The rise of Photoshop and other similar editing software has had a massive impact on the way in which we, as a mass audience, view art. Digital art is seen as a revolutionary art form as it allows for so many people to engage in both the making and viewing processes. With this being said, digital technologies have changed the way we paint and draw forever. The process of making art has evolved recently, despite computers being used to create and alter art throughout the 1970’s and 80’s, showing that the rise of digital art is not as recent as one would think despite its current popularity.

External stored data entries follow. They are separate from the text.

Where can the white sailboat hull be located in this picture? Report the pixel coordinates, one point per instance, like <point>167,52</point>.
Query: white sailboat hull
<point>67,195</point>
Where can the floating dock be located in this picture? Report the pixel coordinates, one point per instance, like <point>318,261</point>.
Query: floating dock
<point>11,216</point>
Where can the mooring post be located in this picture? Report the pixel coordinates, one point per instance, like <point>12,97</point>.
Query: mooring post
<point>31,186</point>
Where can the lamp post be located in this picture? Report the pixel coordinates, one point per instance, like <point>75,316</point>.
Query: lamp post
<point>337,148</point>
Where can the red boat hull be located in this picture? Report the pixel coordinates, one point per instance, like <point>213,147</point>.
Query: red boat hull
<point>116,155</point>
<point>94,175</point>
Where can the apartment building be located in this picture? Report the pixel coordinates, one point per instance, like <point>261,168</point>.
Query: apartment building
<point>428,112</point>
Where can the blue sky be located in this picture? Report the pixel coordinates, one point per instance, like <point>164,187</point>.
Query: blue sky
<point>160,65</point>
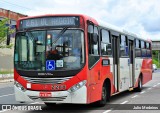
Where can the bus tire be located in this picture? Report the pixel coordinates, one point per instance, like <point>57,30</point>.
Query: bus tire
<point>50,104</point>
<point>139,88</point>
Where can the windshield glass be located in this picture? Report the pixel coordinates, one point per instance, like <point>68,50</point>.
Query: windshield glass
<point>48,50</point>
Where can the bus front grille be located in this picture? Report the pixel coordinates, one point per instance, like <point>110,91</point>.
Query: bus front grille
<point>49,98</point>
<point>47,80</point>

The rise of digital art has raised questions as to whether art has just come to borrow aspects of other pieces to stay relevant as there are now so many different forms of art, and ways in which it can be produced. Art has been borrowed and developed for generations, despite being regarded as something rather temporary. If we can adapt original art and masterpieces, giving them a modern twist, it could be argued that technology takes away from the original piece, removing the edge of individualism. Digital and modern art borrowing from art’s collective history, conveys the idea that artists have to break boundaries to make their art stand out. Another talking point surrounding digital art is the way in which you can actually be trained how to create digital art, as it is argued that training takes away from the actual talent needed to become an artist. With the idea of artistic talent being taught and used on platforms that are not static, this is deemed offensive by certain artists and art circles.

Digital art is seen as a lower class of art by many elitists. Art is still seen as something that is bought and collected by the wealthy, as seen with the large auctions where classic pieces reach the million mark very often. Traditionally, art (in particular fine art) has been something that is in the private domain as opposed to the public, despite many pieces located in free galleries, e.g.: The National Gallery in Trafalgar Square. Until art came into the public sphere it was seen only by the elite in society. Fine art has always been seen as something that holds a reputation due to those connected to it, eg: Royals. This encourages the idea of art being pretentious and out of reach, and that the industry is controlled by an influential few.

Tracey Emin, whose work ‘My Bed’ was exhibited in the Tate Gallery in 1999 and was shortlisted for a Turner Prize, has been outspoken in terms of the way in which she doesn’t believe in art elitism. In an interview with The Independent, Tracy discussed the idea of art being for everybody and that she believes that culture is for the masses, not just for the rich. Although Tracey has commented on art being for everybody, her work sells for high prices, with one piece, a neon sign reading ‘More Passion’, is displayed in Downing Street. The fact that her art is sold for private consumption goes against her previous comments on art elitism.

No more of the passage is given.